Outdated terminology or not, the benefits of money market accounts haven’t disappeared—and can even set them apart from high-yield savings account options in some cases. If you’re looking for a secure place to keep your money while earning a bit of interest, money market accounts can be great options.

They’re highly accessible, secure, and can still earn great rates even in today’s environment. If interest rate is a big factor in your search for a savings account, include money market accounts in your search; many offer comparable APYs to the top high-yield savings options and could potentially outpace them when rates begin to rise.

And high liquidity in the form of check-writing or debit card capabilities can make money market accounts especially useful in the case of an emergency fund, where you can’t predict when you’ll need to access. 

A money market account may also be a useful savings tool to keep money you don’t want to spend at a distance. If you already have cash saved that aligns with the minimum deposit requirement, stowing it away in a money market account at a different bank than your current one can be a great “out of sight, out of mind” tactic to curb spending temptations.

Just make sure you read the fine print of any new account before opening to avoid fees and penalties.

Pro Tip

In today’s environment, money market and high-yield savings accounts earn nearly identical yields. Look for other details, such as fees, minimum balance requirements, and accessibility to determine which account best fits your savings goals.

Will Money Market Accounts Ever Make a Comeback?

Given the historical differences were driven by now-defunct regulations, a comeback is unlikely, Stockton says.

The speedy rise of online banking presents another obstacle; some online banks do offer money market account options, but many offer their competitive deposit accounts take the form of high-yield savings accounts. 

“These are online banks that are going to have lower expenses,” says Lamar Watson, CFP, founder of Dream Financial Planning in Reston, Virginia. “Maybe they don’t have branch offices, and maybe they don’t have bank branches, so they’re going to have much lower overhead so they can pass those savings along to consumers. It’s a combination of the high-yield savings accounts and people realizing that money markets aren’t as advantageous.”

Those cost-effective online banks customers continue to flock to can weather today’s historically low rates while maintaining competitive yields. For traditional banking institutions that historically marketed money market accounts as a higher-yield alternative to savings, that’s not as viable an option.

Focus on Goals, Not Account Names

Ultimately, it doesn’t make much difference whether the high-yield, liquid account into which you deposit your savings is called a money market account or a high-yield savings account, as long as it fits your goals and savings needs.

And in today’s historically low rate environment, it can be advantageous to look at account details beyond yield alone to determine which works best for you.

“We haven’t been in a ‘normal’ interest rate environment since 2008-2009, so are we going to come back to a point where we can get a return by holding cash?” Watson says. “I don’t have a crystal ball, but you have to have your cash, you have to realize this is the environment we’re in now, and you have to adjust your expectations.”

Make sure your account is FDIC-insured, doesn’t charge fees or have high minimum balance requirements.

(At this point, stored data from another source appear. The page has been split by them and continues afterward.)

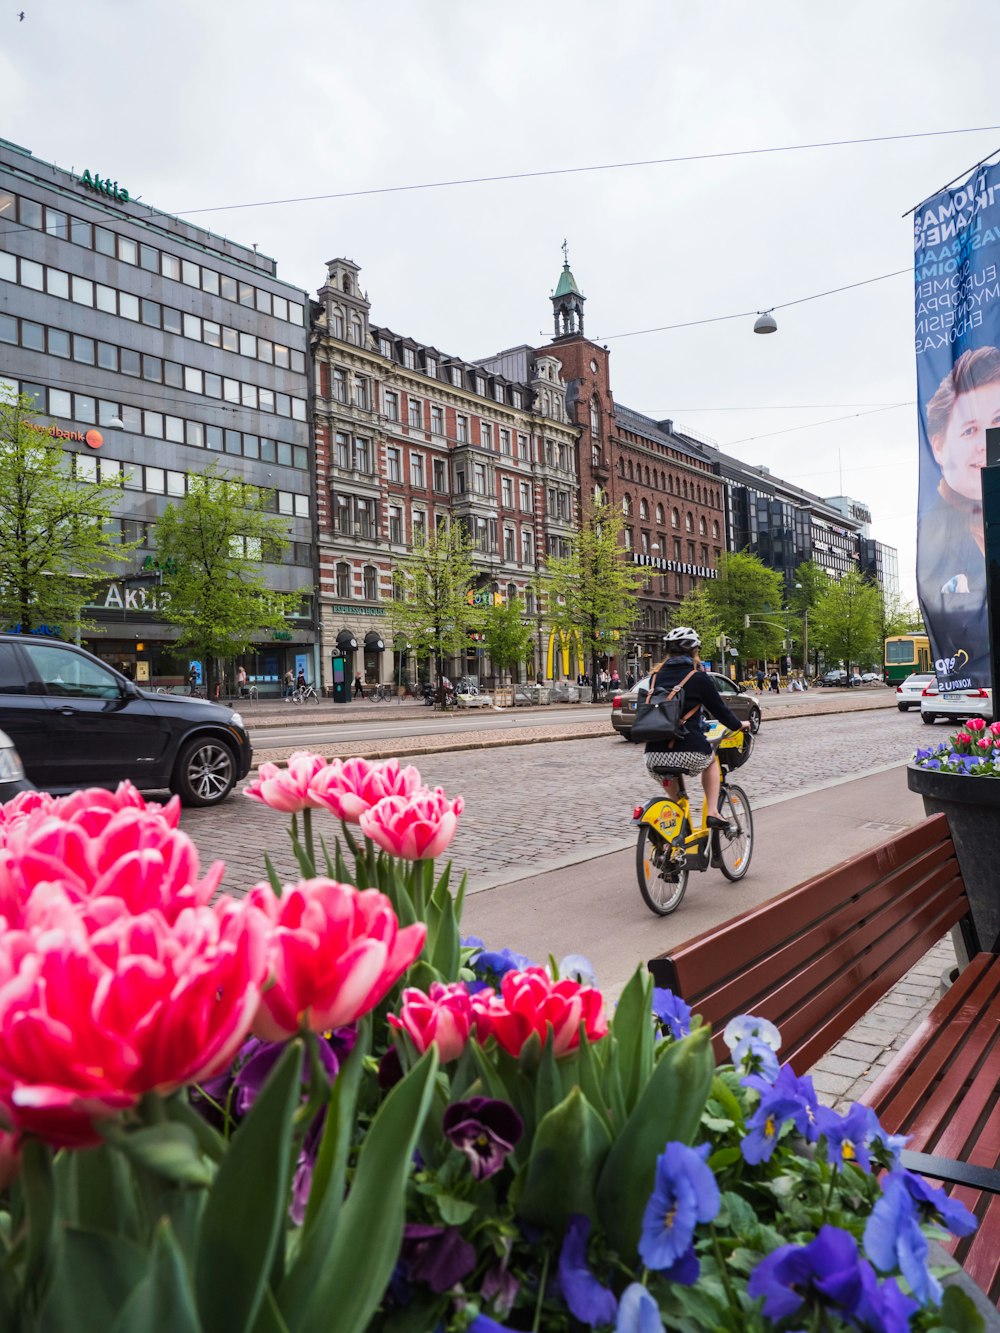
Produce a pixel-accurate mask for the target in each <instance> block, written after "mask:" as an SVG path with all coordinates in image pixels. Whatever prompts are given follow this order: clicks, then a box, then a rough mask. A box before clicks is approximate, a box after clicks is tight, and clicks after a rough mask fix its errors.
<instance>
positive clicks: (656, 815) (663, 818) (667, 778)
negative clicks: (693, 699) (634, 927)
mask: <svg viewBox="0 0 1000 1333" xmlns="http://www.w3.org/2000/svg"><path fill="white" fill-rule="evenodd" d="M705 738H707V740H708V742H709V744H711V746H712V749H713V750H715V756H713V758H712V762H713V764H719V766H720V769H721V790H720V794H719V812H720V814H721V816H723V818H724V820H727V821H728V826H727V828H724V829H711V828H709V826H708V824H707V821H705V809H704V806H703V809H701V822H700V824H699V825H697V826H695V825H693V821H692V816H691V801H689V800H688V794H687V790H685V788H684V776H683V773H677V774H676V777H667V778H664V782H663V785H664V790H665V793H667V794H665V796H655V797H653V798H652V800H651V801H647V804H645V805H637V806H636V808H635V810H633V812H632V822H633V824H637V825H639V841H637V842H636V876H637V878H639V892H640V893H641V894H643V901H644V902H645V905H647V906H648V908H649V910H651V912H653V913H655V914H656V916H669V913H671V912H676V910H677V908H679V906H680V904H681V900H683V897H684V890H685V889H687V886H688V876H689V874H691V872H692V870H708V869H709V868H716V866H717V868H719V869H720V870H721V872H723V874H724V876H725V878H727V880H733V881H735V880H741V878H743V877H744V874H745V873H747V870H748V869H749V862H751V856H752V854H753V812H752V810H751V804H749V798H748V796H747V793H745V792H744V790H743V788H741V786H737V784H736V782H729V781H728V780H727V778H728V773H729V769H733V768H741V766H743V765H744V764H745V762H747V760H748V758H749V756H751V752H752V750H753V737H752V736H751V734H749V733H748V732H729V730H727V729H725V728H724V726H723V725H721V724H720V722H713V724H712V728H711V729H709V732H708V733H707V736H705Z"/></svg>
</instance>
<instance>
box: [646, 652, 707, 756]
mask: <svg viewBox="0 0 1000 1333" xmlns="http://www.w3.org/2000/svg"><path fill="white" fill-rule="evenodd" d="M693 674H695V669H693V668H692V669H691V670H689V672H688V674H687V676H685V677H684V680H681V681H679V682H677V684H676V685H675V686H673V689H672V690H669V692H667V690H665V689H660V688H657V689H655V690H652V692H651V693H649V696H648V697H647V700H645V702H643V704H639V705H637V706H636V717H635V721H633V722H632V740H633V741H637V742H644V741H679V740H681V738H683V737H684V736H687V728H685V722H687V721H688V718H691V717H693V716H695V713H696V712H697V710H699V708H700V706H701V705H700V704H695V706H693V708H691V709H688V712H687V713H685V712H684V686H685V685H687V682H688V681H689V680H691V677H692V676H693Z"/></svg>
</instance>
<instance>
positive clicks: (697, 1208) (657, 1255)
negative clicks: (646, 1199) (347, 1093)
mask: <svg viewBox="0 0 1000 1333" xmlns="http://www.w3.org/2000/svg"><path fill="white" fill-rule="evenodd" d="M707 1157H708V1144H703V1145H701V1146H699V1148H688V1145H687V1144H676V1142H673V1144H667V1148H665V1149H664V1152H663V1153H661V1156H660V1157H657V1160H656V1180H655V1182H653V1192H652V1194H651V1197H649V1202H648V1204H647V1205H645V1213H644V1214H643V1234H641V1237H640V1241H639V1253H640V1256H641V1260H643V1262H644V1264H645V1266H647V1268H651V1269H653V1270H656V1272H660V1270H663V1269H671V1270H672V1272H671V1273H669V1276H671V1278H672V1280H673V1281H675V1282H684V1284H685V1285H689V1284H691V1282H693V1281H695V1280H696V1278H697V1260H696V1258H695V1256H693V1253H692V1242H693V1240H695V1228H696V1225H697V1224H699V1222H711V1221H712V1218H713V1217H715V1216H716V1213H717V1212H719V1206H720V1198H719V1185H717V1184H716V1178H715V1176H713V1174H712V1172H711V1169H709V1168H708V1166H707V1165H705V1158H707ZM680 1260H683V1261H684V1262H683V1264H680V1265H679V1261H680ZM692 1260H693V1264H692V1262H691V1261H692Z"/></svg>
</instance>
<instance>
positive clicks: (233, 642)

Consider the convenience of the account: would you rather have the option to withdraw from an ATM and visit a bank branch, or are you comfortable conducting all your banking online or via mobile app?

And though rates aren’t the only deciding factor, APY should still play into your decision.

“Consumers will need to get used to not seeing the eye-popping 2+% savings rates they had been seeing, but there are offers out there for customers who are looking for better rates as part of their overall savings and investing strategy,” Stockton says.